Balgley Brian M, Guo Tong, Zhao Kejia, Fang Xueping, Tavassoli Fattaneh A, Lee Cheng S
Calibrant Biosystems, Gaithersburg, Maryland 20878, USA.
J Proteome Res. 2009 Feb;8(2):917-25. doi: 10.1021/pr800503u.
There is increasing acceptance of the critical importance of correlating the morphologic features of tissue with the data obtained from various molecular analytic techniques. Access to archived formalin-fixed and paraffin-embedded (FFPE) tissue specimens via shotgun-based proteomic analyses may, therefore, open new avenues for both prospective and retrospective translational research. However, one of the remaining issues in performing comparative proteomic measurements among FFPE tissues relates to potential variability in protein composition and retrieval based on length of storage periods. Optimized protein extraction and digestion procedures for handling FFPE tissues are coupled with the capillary isotachophoresis-based proteome technology to evaluate the effects of length of storage period on archival tissue proteome analysis across 10 archived uterine mesenchymal tumor tissue blocks, including 9 uterine leiomyomas dating from 1990 to 2002 and a single case of alveolar soft part sarcoma (ASPS) from 1980. Several statistical measures, including the Pearson correlation coefficient, coefficient of variance, k-means clustering, and ANOVA, are employed to evaluate the possibility of an archival effect on individual proteins or groups of proteins within nine leiomyomas. Low abundance proteins may be more susceptible to the long-term storage as these proteins are more difficult to be retrieved and extracted as the tissue block ages in paraffin. Despite using tissue blocks stored for as many as 28 years, high confidence and comparative proteome analysis between the leiomyomas and the sarcoma is achieved. Though sharing over 1800 common proteins in a core set, a total of 80 proteins unique to the sarcoma are identified distinguishing the ASPS from the leiomyomas. Vacuolar proton translocating ATPase 116 kDa subunit isoform a3, one of the unique proteins expressed in the ASPS, is further validated by immunohistochemistry (IHC). Although IHC is highly sensitive and provides the subcellular resolution, mass spectrometry-based proteome profiling enables global identification and quantification of thousands of proteins without a priori knowledge of individual proteins being analyzed or the need of validated antibodies.
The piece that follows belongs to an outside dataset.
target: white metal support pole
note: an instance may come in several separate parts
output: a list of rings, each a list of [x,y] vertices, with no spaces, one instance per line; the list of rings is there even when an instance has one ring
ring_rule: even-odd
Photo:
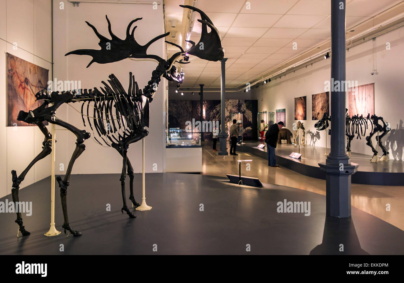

人们越来越认识到将组织的形态学特征与从各种分子分析技术获得的数据相关联的至关重要性。因此,通过基于鸟枪法的蛋白质组分析获取存档的福尔马林固定石蜡包埋(FFPE)组织标本,可能为前瞻性和回顾性转化研究开辟新途径。然而,在FFPE组织之间进行比较蛋白质组测量时,剩下的问题之一是基于储存时间长度的蛋白质组成和提取的潜在变异性。针对处理FFPE组织的优化蛋白质提取和消化程序与基于毛细管等速电泳的蛋白质组技术相结合,以评估储存时间长度对10个存档子宫间叶肿瘤组织块的存档组织蛋白质组分析的影响,其中包括9个可追溯到1990年至2002年的子宫平滑肌瘤和1980年的1例肺泡软组织肉瘤(ASPS)。采用了几种统计方法,包括皮尔逊相关系数、方差系数、k均值聚类和方差分析,以评估存档效应是否对9个平滑肌瘤内的单个蛋白质或蛋白质组产生影响。低丰度蛋白质可能更容易受到长期储存的影响,因为随着组织块在石蜡中老化,这些蛋白质更难被检索和提取。尽管使用了储存长达28年的组织块,但仍实现了平滑肌瘤和肉瘤之间的高可信度和比较蛋白质组分析。虽然在一个核心组中共享超过1800种常见蛋白质,但共鉴定出80种肉瘤特有的蛋白质,这些蛋白质将ASPS与平滑肌瘤区分开来。液泡质子转运ATP酶116 kDa亚基异构体a3是ASPS中表达的独特蛋白质之一,通过免疫组织化学(IHC)进一步验证。虽然IHC高度敏感并提供亚细胞分辨率,但基于质谱的蛋白质组分析能够在无需预先了解所分析的单个蛋白质或无需验证抗体的情况下,对数千种蛋白质进行全面鉴定和定量。